L’amministrazione comunale di Santa Teresa Gallura ha diffuso un avviso alla cittadinanza – attraverso la propria pagina social - per accompagnare l’avvio dell’attività della nuova medico di assistenza primaria, la dottoressa Annamaria Carta. La professionista ha recentemente scelto il centro gallurese come sede stabile del proprio incarico, con l’intenzione di rimanervi anche negli anni futuri. Una scelta accolta con favore dal Comune, che sottolinea l’importanza di garantire continuità e stabilità al servizio sanitario locale, dopo un periodo segnato da difficoltà e carenze di personale.

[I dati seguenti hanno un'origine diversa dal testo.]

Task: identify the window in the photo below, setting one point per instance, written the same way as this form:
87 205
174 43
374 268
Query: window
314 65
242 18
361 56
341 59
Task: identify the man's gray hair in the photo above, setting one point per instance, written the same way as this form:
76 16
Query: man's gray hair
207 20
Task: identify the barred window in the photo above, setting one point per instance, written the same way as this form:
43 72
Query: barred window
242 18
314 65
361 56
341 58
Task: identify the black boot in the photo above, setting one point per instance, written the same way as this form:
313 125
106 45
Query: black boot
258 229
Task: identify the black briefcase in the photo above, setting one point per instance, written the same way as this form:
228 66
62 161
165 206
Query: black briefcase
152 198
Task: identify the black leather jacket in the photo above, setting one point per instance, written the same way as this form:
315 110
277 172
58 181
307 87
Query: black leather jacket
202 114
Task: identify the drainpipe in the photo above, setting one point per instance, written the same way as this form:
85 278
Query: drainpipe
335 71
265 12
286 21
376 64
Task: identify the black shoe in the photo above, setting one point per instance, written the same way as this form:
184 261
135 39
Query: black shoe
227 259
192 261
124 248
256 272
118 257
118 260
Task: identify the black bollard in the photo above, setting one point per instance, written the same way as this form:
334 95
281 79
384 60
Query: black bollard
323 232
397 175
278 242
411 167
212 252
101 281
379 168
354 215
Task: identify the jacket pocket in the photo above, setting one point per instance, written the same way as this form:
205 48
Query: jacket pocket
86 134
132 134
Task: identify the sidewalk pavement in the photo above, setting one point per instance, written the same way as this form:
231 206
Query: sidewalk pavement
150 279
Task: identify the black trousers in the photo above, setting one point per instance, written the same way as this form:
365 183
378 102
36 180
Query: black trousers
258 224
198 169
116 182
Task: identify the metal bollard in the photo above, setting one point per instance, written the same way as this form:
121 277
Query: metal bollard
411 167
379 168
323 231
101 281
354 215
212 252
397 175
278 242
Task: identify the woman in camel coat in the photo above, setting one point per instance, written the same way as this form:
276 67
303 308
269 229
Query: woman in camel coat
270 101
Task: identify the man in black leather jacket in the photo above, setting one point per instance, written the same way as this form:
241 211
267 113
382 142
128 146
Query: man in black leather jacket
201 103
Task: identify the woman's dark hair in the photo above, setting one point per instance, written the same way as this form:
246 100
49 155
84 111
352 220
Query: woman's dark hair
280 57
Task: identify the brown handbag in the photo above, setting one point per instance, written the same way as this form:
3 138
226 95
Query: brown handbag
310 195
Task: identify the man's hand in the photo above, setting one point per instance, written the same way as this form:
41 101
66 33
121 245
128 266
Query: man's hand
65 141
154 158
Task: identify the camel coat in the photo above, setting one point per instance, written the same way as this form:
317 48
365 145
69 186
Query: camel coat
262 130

Alla dottoressa Carta sono stati assegnati fin da subito circa 900 pazienti, tutti da conoscere e valutare clinicamente, un carico di lavoro considerevole che sta affrontando, spiegano dall’amministrazione, con grande impegno e disponibilità. Nei primi mesi di attività, la nuova titolare si sta trattenendo in ambulatorio per diverse ore oltre l’orario previsto, per velocizzare il più possibile le procedure di presa in carico e assicurare risposte adeguate alle esigenze della popolazione. Proprio per questo, il Comune invita gli utenti privi di reali urgenze ad avere pazienza e a limitare gli accessi non indispensabili, consentendo così alla dottoressa di concentrarsi sui casi più complessi e sulle urgenze non differibili. «Si tratta di un sacrificio temporaneo – spiegano dal municipio – richiesto a beneficio soprattutto dei pazienti più fragili». L’obiettivo è arrivare, una volta a regime, a un’organizzazione efficiente e a tempi di risposta congrui per tutti. Pur riconoscendo i disagi affrontati negli ultimi anni, l’amministrazione rinnova l’appello alla collaborazione: «Ancora un po’ di pazienza per tornare a una normalità duratura, della quale siamo certi tutta la comunità potrà beneficiare». Per quanto riguarda la richiesta di una visita domiciliare per un paziente fragile, precisa l’assessora alla Sanità, Samanta Coppi, «è necessario inviare una mail o contattare la dottoressa telefonicamente, seguendo le modalità indicate nell’informativa. Se la situazione richiede un intervento urgente, è possibile richiedere una visita prioritaria».